On Friday, right after S&P downgraded the US debt I wrote an article, titled “U.S. Downgraded: What to Do Now”. As my long time readers know, I work very hard to get the data first, analyze the data under the rigorous, consistent, analytical framework of the ZYX Change Method, and only then make an actionable plan. I fully expected action items outlined in the article to be unpopular.
There is a considerable amount of research at The Arora Report as well as at other respectable research shops, that conclusively show extremes in sentiment represent turning points. Extremely bullish sentiment is a time to sell. Extremely bearish sentiment is a time to buy.
Most investors find it psychologically difficult to follow what the data says is needed to hit home runs. This is exactly where services such as those from The Arora Report and from others that are grounded in data provide most value to investors.
I had no intention to write another article at this time. However, as I keep tabs on what is being published I have become deeply concerned about the blatantly wrong information in the media regarding the laws pertaining to the downgrade. I’ve been patiently waiting for someone else to set the record straight. Unfortunately, this has not occurred.
Wrong Information That Is Being Spread
Pointing out that the vast majority of gurus are wrong about the law, especially when their opinions are popular, is not a pleasant task. Fortunately, my allegiance is with the investors and not with the gurus.
Below is the wrong information that is being spread:
- Money market funds will have to sell US Treasuries.
- Banks will be required by law to sell US Treasuries.
- Insurance companies will be required by law to sell US Treasuries.
Correct Information About The Law
Here is what the law is:
- While S&P cut the long-term rating, it reaffirmed the short-term rating for the US at the top A-1+ level.
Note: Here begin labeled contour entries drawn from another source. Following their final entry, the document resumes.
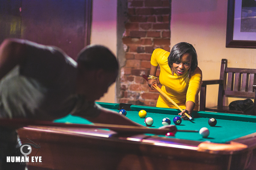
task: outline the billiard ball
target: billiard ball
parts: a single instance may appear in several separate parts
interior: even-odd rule
[[[180,117],[176,116],[174,118],[174,123],[176,125],[180,124],[182,121],[181,118]]]
[[[119,114],[122,114],[122,115],[123,115],[124,116],[125,116],[126,115],[127,112],[126,112],[126,110],[124,109],[121,109],[121,110],[119,110]]]
[[[144,110],[142,110],[139,112],[139,116],[140,118],[145,118],[146,116],[146,112]]]
[[[208,124],[211,126],[214,126],[217,124],[217,120],[215,118],[210,118],[208,120]]]
[[[148,118],[147,118],[145,119],[145,124],[146,124],[146,125],[148,126],[151,126],[152,124],[153,124],[153,122],[154,121],[153,121],[153,119],[150,118],[150,117],[149,117]]]
[[[164,125],[170,125],[171,120],[168,118],[164,118],[162,120],[162,124]]]
[[[201,135],[203,137],[207,137],[210,134],[210,131],[207,128],[202,128],[199,131],[199,134]]]

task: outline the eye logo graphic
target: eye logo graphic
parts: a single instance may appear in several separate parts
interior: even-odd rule
[[[18,151],[16,151],[16,152],[15,152],[15,153],[14,154],[14,155],[16,154],[17,152],[18,152],[19,151],[20,151],[21,153],[24,155],[28,155],[30,154],[30,153],[31,153],[31,152],[32,152],[32,148],[31,147],[32,146],[33,148],[38,149],[36,153],[36,155],[36,155],[37,152],[38,152],[38,151],[39,151],[39,149],[40,148],[40,147],[41,147],[41,146],[39,146],[40,143],[39,143],[39,144],[37,144],[33,142],[32,141],[30,140],[28,138],[26,138],[27,139],[29,140],[24,141],[23,142],[21,142],[21,143],[22,143],[21,146],[20,147],[20,148],[19,148]],[[17,144],[18,143],[18,142],[20,142],[20,141],[23,141],[23,140],[20,140],[18,142],[18,143],[17,143]],[[22,142],[29,142],[31,143],[22,143]]]

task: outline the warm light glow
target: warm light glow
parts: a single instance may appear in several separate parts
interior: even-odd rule
[[[55,131],[55,130],[47,130],[47,129],[37,129],[37,128],[28,128],[26,127],[23,127],[23,128],[27,129],[29,130],[36,130],[37,131],[41,131],[42,132],[51,132],[53,133],[58,133],[58,134],[62,134],[63,132],[66,132],[66,133],[69,133],[70,134],[78,134],[79,135],[89,135],[89,136],[98,136],[100,137],[109,137],[110,136],[108,135],[104,135],[103,134],[94,134],[93,133],[90,133],[88,132],[78,132],[76,131],[73,131],[71,130],[58,130],[58,131]]]
[[[129,141],[136,141],[137,142],[141,142],[141,139],[137,138],[133,138],[132,137],[127,137],[126,140]]]
[[[150,143],[155,145],[158,145],[158,146],[165,146],[166,147],[171,147],[172,148],[180,148],[181,149],[187,149],[197,150],[198,149],[198,147],[196,146],[187,146],[186,145],[182,145],[181,144],[174,144],[171,143],[160,143],[159,142],[155,142],[154,141],[151,140],[143,140],[142,142],[146,143]]]

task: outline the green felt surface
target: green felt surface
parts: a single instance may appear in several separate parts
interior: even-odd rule
[[[102,107],[118,112],[118,107],[115,103],[101,103]],[[117,104],[118,105],[118,104]],[[127,111],[126,117],[140,124],[145,125],[145,118],[140,118],[139,111],[145,110],[147,112],[146,117],[151,117],[154,120],[151,128],[158,128],[162,126],[162,120],[168,118],[172,124],[174,124],[173,118],[180,112],[177,109],[159,108],[139,106],[131,106],[132,111]],[[178,130],[198,130],[204,127],[208,128],[210,134],[208,138],[203,138],[199,133],[177,132],[175,137],[182,139],[199,141],[209,141],[212,142],[223,143],[236,138],[256,132],[256,117],[255,116],[238,115],[207,112],[195,112],[192,114],[193,121],[182,120],[180,125],[176,125]],[[215,126],[211,127],[208,124],[208,120],[211,117],[217,120]],[[55,122],[91,124],[88,120],[78,117],[68,115],[62,119],[55,120]]]

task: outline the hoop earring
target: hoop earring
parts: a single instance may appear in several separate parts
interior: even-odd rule
[[[191,68],[190,68],[190,70],[188,72],[188,78],[190,79],[191,78],[190,76],[191,76]]]

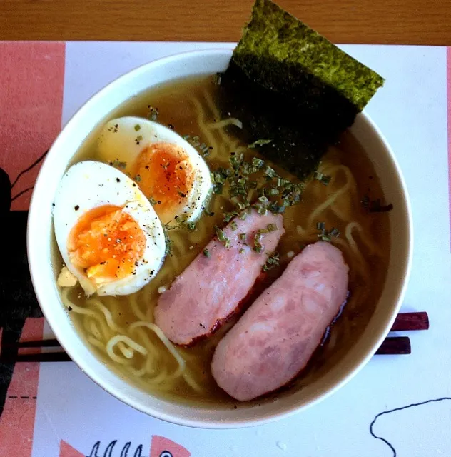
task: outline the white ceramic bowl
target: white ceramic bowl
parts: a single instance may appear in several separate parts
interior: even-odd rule
[[[132,96],[183,76],[226,69],[231,50],[180,54],[151,62],[121,76],[93,96],[68,122],[54,143],[34,187],[28,226],[28,255],[34,289],[46,318],[72,360],[93,381],[117,398],[154,417],[203,428],[263,423],[310,406],[348,382],[370,360],[388,333],[401,305],[412,257],[412,219],[407,191],[393,153],[364,114],[351,130],[375,167],[391,211],[392,248],[387,278],[364,334],[327,374],[302,391],[260,406],[237,410],[194,408],[166,401],[129,384],[100,361],[82,341],[61,305],[51,262],[52,202],[68,163],[85,138],[113,109]]]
This means money market funds will not be forced to sell US Treasuries.
- Most banks in the United States are regulated by the Federal Reserve Bank. The Federal Reserve has issued a crystal clear statement that there is no change in the risk weighting of US Treasuries. This means that the banks will not be forced to sell US Treasuries.
- Most insurance companies in the United States are governed by state regulators. It is likely that state regulators will follow the lead of the Federal Reserve, and insurance companies will not be required to sell US Treasuries.
- There are three primary credit rating agencies – S&P, Moody’s (NYSE:MCO), and Fitch. While S&P has downgraded the US debt, both Moody’s and Fitch have reaffirmed AAA rating of the US debt.
- Bond issuers, as well as bond holders, are allowed by law to use the highest rating available if there is a conflict between the ratings of the agencies. This means that the United States, as well as holders of US Treasuries, will rely on the ratings of Moody’s and Fitch.
I will be providing guidance in real time to clients and subscribers. If time permits, I will also provide some guidance on an ongoing basis on my blog.
- We will stick with the plan outlined in my last article.
- If stocks get hit, we will be buyers of the ETFs SPY, DIA, and QQQ.
- If gold and silver spike up, we will short sell the ETFs GLD and SLV or buy ZSL.
- We will take the opposite side of the first move in US Treasuries. We will use the ETFs TBT, TBF, and TLT.
- We will be buyers of other assets if they come down to the price levels provided in advance to subscribers.